Пожалуй, все честное, что имелось в полуразрушенной, истерзанной войной столице, было так или иначе связано с дружинниками Кремля. Только они, благодаря воспитывавшим их Мастерам, еще не забыли значения слов «благородство», «взаимовыручка» и «добродетель». Муты же мыслили куда примитивней, и потому моральный аспект их не волновал. Напасть могли и толпой, но, если видели, что дело плохо, бежали прочь без оглядки, забыв о собратьях. Своя шкура ближе к телу – примерно по такому принципу живут что нео, что куда более примитивное зверье, снующее по мрачным московским улочкам в поисках пищи. Это не личный выбор каждой особи – это инстинкты, которые заложила в них изменившаяся природа. Так что взывать к совести дикаря было, как минимум, бессмысленно, а, как максимум, глупо. Легче пристрелить, чем перевоспитать.

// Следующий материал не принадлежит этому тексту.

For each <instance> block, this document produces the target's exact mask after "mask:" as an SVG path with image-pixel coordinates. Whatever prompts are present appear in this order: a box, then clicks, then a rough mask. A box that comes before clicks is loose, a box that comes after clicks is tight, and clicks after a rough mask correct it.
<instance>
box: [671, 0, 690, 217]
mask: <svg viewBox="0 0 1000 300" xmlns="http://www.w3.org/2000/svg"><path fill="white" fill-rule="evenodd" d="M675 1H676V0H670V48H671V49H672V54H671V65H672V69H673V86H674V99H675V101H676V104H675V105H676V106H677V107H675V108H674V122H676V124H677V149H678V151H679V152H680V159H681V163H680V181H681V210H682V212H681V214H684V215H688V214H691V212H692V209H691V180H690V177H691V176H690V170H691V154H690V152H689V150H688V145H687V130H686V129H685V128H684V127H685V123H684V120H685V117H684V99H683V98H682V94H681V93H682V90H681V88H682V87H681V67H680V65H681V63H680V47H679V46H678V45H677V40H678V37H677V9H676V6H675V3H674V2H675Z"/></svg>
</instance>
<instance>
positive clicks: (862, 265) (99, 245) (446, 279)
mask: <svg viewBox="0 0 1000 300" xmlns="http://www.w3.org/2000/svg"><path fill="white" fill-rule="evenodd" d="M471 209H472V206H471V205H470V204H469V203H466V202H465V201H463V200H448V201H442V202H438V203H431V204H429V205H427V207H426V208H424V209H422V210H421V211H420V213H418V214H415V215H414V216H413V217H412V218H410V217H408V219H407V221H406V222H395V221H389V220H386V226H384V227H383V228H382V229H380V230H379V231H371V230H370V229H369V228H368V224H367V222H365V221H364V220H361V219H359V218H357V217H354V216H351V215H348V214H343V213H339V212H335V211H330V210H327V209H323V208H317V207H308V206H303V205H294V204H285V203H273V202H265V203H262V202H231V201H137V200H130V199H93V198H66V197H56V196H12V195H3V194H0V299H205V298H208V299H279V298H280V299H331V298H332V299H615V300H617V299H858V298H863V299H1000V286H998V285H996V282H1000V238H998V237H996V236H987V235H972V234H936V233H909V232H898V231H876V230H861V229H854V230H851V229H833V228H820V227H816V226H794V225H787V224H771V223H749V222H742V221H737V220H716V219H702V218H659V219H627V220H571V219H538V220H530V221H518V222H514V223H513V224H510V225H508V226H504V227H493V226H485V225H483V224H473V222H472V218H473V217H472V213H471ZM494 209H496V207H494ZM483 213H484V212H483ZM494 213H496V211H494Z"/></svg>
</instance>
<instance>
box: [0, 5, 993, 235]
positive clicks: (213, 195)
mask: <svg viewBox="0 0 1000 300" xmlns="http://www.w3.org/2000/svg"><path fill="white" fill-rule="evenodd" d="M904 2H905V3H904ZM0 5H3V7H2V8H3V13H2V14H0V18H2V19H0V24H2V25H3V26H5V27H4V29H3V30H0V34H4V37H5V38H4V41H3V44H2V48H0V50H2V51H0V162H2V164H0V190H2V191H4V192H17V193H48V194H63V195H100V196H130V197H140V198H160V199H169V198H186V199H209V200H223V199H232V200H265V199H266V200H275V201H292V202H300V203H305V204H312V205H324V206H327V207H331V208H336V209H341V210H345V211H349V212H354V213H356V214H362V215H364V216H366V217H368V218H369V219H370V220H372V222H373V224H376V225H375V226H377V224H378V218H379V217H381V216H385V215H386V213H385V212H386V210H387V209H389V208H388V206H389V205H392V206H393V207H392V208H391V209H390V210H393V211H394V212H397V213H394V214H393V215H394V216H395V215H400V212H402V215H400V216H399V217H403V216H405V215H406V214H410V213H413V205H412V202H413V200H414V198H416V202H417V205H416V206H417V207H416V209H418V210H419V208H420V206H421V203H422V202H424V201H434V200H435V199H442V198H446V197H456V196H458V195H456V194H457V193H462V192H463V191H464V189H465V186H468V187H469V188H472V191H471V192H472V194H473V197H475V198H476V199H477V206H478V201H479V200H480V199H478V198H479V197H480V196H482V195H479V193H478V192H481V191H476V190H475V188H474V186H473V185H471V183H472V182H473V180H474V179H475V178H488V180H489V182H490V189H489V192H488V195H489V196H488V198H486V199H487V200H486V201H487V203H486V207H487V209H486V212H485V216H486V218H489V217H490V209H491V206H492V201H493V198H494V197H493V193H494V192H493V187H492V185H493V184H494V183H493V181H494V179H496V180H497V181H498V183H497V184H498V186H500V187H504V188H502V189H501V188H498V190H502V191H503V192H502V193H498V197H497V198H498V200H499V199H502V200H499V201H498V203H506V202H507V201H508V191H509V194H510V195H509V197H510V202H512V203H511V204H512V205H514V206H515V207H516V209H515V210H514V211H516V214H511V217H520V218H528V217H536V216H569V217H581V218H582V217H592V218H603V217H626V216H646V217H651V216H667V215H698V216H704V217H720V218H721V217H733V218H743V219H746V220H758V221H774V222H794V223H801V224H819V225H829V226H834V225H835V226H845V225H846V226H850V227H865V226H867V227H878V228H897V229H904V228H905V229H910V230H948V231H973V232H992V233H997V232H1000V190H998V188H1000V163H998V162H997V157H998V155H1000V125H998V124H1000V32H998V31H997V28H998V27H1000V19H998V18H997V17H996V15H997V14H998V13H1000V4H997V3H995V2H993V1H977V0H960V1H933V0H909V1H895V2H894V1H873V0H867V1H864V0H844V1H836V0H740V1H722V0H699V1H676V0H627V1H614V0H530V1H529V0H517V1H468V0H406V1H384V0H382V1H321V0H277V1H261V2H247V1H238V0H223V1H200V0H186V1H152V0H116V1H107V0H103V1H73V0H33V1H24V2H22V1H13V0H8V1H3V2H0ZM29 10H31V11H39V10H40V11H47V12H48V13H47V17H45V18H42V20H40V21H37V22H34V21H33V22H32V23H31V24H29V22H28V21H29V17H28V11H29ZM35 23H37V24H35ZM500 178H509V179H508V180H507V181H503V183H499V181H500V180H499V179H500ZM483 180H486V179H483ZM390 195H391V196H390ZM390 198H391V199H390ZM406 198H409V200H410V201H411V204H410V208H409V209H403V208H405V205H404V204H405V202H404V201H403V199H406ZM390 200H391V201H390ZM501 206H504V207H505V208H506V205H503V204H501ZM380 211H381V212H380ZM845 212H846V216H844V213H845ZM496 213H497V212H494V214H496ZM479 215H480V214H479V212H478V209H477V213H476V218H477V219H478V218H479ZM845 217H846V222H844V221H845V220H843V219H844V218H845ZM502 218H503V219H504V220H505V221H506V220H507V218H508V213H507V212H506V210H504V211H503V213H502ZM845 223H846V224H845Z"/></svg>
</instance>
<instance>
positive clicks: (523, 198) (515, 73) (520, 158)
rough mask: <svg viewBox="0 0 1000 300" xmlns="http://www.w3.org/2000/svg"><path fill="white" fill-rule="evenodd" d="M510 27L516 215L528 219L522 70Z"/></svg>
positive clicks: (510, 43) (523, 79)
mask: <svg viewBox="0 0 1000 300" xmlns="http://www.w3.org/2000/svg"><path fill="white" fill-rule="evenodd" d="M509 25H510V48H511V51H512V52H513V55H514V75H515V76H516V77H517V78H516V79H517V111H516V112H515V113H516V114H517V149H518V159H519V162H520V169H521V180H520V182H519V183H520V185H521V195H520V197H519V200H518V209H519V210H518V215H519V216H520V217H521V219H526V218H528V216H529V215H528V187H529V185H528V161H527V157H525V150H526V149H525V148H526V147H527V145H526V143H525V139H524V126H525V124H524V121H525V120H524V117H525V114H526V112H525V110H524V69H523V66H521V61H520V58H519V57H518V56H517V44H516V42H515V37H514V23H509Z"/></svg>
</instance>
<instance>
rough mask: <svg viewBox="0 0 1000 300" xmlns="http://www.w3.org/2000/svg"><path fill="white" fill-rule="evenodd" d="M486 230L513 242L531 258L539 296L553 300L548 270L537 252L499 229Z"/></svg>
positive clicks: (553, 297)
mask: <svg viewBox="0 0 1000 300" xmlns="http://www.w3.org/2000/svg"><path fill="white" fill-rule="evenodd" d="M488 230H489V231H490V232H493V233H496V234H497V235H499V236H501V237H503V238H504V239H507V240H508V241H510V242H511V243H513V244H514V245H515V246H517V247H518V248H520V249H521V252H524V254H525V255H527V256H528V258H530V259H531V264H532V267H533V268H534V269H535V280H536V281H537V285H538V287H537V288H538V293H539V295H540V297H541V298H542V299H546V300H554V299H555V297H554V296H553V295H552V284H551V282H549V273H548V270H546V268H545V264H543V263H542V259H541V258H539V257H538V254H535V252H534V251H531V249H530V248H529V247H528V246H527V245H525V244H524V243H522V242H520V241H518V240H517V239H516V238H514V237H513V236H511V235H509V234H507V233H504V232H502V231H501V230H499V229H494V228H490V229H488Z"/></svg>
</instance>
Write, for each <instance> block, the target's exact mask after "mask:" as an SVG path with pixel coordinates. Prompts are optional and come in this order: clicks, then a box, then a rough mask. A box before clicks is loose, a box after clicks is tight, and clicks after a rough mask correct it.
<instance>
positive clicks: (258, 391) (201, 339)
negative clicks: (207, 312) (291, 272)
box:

Био уже нырнул во двор и практически скрылся из виду. Громобой и дружинник за металлическим ящером, конечно же, поспеть не могли и в итоге заметно отстали.
И, воспользовавшись этим, прятавшиеся в развалинах крысособаки бросились отряду наперерез. Было их примерно с дюжину, иначе б они даже не подумали атаковать двух путников.
Переводить патроны на глупых крысособак Игорю не хотелось, и потому, скрипнув зубами от досады, он закинул автомат за спину и взялся за раритетный меч маркитанта. К тому моменту, как клинок покинул ножны, первая тварь уже была в паре метров от дружинника. Вот она распласталась в прыжке и уже раззявила зубастую пасть, дабы вцепиться в разведчика… Но Игорь не для того годами тренировался с лучшими Мастерами, чтобы теперь спасовать перед вонючей крысособакой. Он отпрыгнул в сторону и резко опустил занесенный над головой меч, метя в незащищенную шею голодного мутанта. Клинок оказался добротный, не зря на столь видном месте висел: миг – и голова крысособаки отделилась от тела и улетела прочь, а само туловище кубарем покатилось в сторону. Когда оно замерло и в какой позе, Игорь уже не видел, потому как очередной мут вовсе не собирался давать разведчику передышку. Крысособаке почти удалось застать дружинника врасплох – атаковала она его в тот самый момент, когда меч находился в завершающей фазе. Только отменная реакция спасла кремлевского воина от зубастой пасти. То-то крысособака удивилась, когда ей в челюсть прилетело навершием меча! Удар был такой силы, что хрустнула шея. Убитая, тварь рухнула к ногам разведчика, однако он даже не обратил на это внимания – слишком занят был другими, все еще живыми крысособаками. Развернувшись, Игорь выставил меч перед собой, позволив новой хищнице буквально нанизать себя на него, и ногой сбил труп с клинка, чтобы тут же рубануть следующую мерзавку…
Хлоп! Хлоп! Хлоп!
Крысособаки закончились как-то очень уж неожиданно. Игорь, держа рукоять обеими руками и тяжело дыша, уставился на устланную мохнатыми трупами землю. Громобой стоял чуть в стороне, держа в каждой руке по пистолю.
– Ты чего творишь? – вопросил он у паренька.
– А что я творю? – не понял дружинник.
– Ты чего с мечом на них пошел? У тебя ж автомат в руках был! Почему ты их не расстрелял?
– Патроны экономлю, – буркнул Игорь. – Да и мечом как-то сподручней.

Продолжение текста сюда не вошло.